If you specify it with a prescription windscreen, you’ll get over the glasses problem too.
Or I can rely on the dozens of gizmos that are designed to prevent me crashing?
I had a Ford Focus once, estate, white one, diesel. Cost me 800 quid off a bloke at work in 2010. Drove it from Cambridge to Finland with a friend’s housemoving stuff in it, then back via Denmark. Had 108mph out of it, straight and level, on the autobahn. Great motor. Then one day it stalled in Saffron Walden and wouldn’t go. A friend towed it to the main dealer who said “Fuel injector pump. That’ll be too fausand quid mate. Plus yer VAT”. But I still got a few hundred off some bloke as a non runner. Happy days. And hope you have happy days in yours 🙂
I got a Focus back around 2004. That car brought us all around Ireland and on several excursions to France. It was a great car that was a pleasure to drive and the only reason I eventually traded it in was that repair costs were exceeding insurance premiums.
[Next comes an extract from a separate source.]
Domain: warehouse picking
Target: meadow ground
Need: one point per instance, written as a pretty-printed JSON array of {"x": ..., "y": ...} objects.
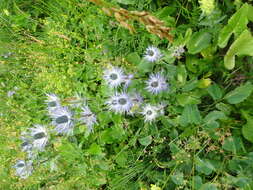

Great book to ponder when you’re at traffic lights and peer at all those switches on the steering wheel, and come to the conclusion that you haven’t a clue what they’re there for!
God be with the days when we had to cope with a choke and a switch for windscreen wipers.
In the early Minis the wiper & light switches were too far away on the dash panel to reach if you were strapped in with the non-inertia reel seatbelts. An after-market supplier came up with pair of push on extenders, which were a godsend to people like me. The headlamp dipswitch wasn’t a problem though – it was a big metal button on the floor!
Happy days…
My first car was a morris minor – I accidently fitted an anti-theft device when I swapped round the choke and heater (?) cables. I When I forgot (frequently), it would be a pig to start in the morning!
Hah! I remember that dipswitch well. A dirty great cylinder behind the clutch.
It’s not one of those electric things, is it? If so, you may wish to keep a breakdown kit (4,000 AAA batteries) in the boot.
There is mention of “hybrid” somewhere so I’m not too sure. The manual does go to great lengths about petrol filling so I’m not too worried.
Oh dear, a hybrid is the first step on the slippery slope that leads to driving a milk-float.
Most small hybrids get by with an over-sized battery and a muscular starter-motor, allegedly to provide a ‘power boost when needed’ – in practice, without the extra weight of all that baggage, you’d never have needed the claimed ‘power boost’ anyway.
I just ordered a new motor yesterday – when the salesman drew me towards an electric model I asked him if he’d seen the TV News and whether they’d reported that Hell had frozen over because, until they do, I’ll not be driving any electric milk-float. He got the message – mine’s pure petrol.
I don’t know the first thing about them to be honest. I intend to just sit in and drive. My biggest problem maybe prising Daughter away from the vehicle as she seems to have taken a fancy to it.
You’re lucky to find a book – last year I bought a car (that needed a repair) and the only handbook/manual I could find were ‘online’ – I spent hours doing screenshots so I could look at the paper while I was doing the work (oily hand near a laptop???) Even many of those (mainly youtube) were wrong or left stuff out).
Lots of cheap(ish) parts online too – better than paying garages (unless you know a good one).
Sorry, but it just occured to me that at least people won’t be able to catch you with your nose in a book (at the moment) 🙁
Hope you’re getting so they can let you out soon – you must be missing the manor, your coffee shop (and herself of course)
Whatever happened to the Haynes manuals? That used to be my first purchase after acquiring a new banger. Of course cars are so computerised nowadays they need a degree in electronics just to look under the bonnet.
I’m so happy you feel up to a treat. As soon as you’re up and about it’ll do you a power of good to get down to the coffee shop and make a few journeys.
How is herself getting on, if you don’t mind me asking?
Herself is doing grand in the home where she’s parked for the moment. She went off happily yesterday to a poetry session but was a little taken aback to find it was a pottery session. I’m expecting a lot of new ashtrays.
Don’t you just love it when you buy a book and it comes with a free car?
Good to see that you’re on the mend. 🙂
Plays havoc with the postage though.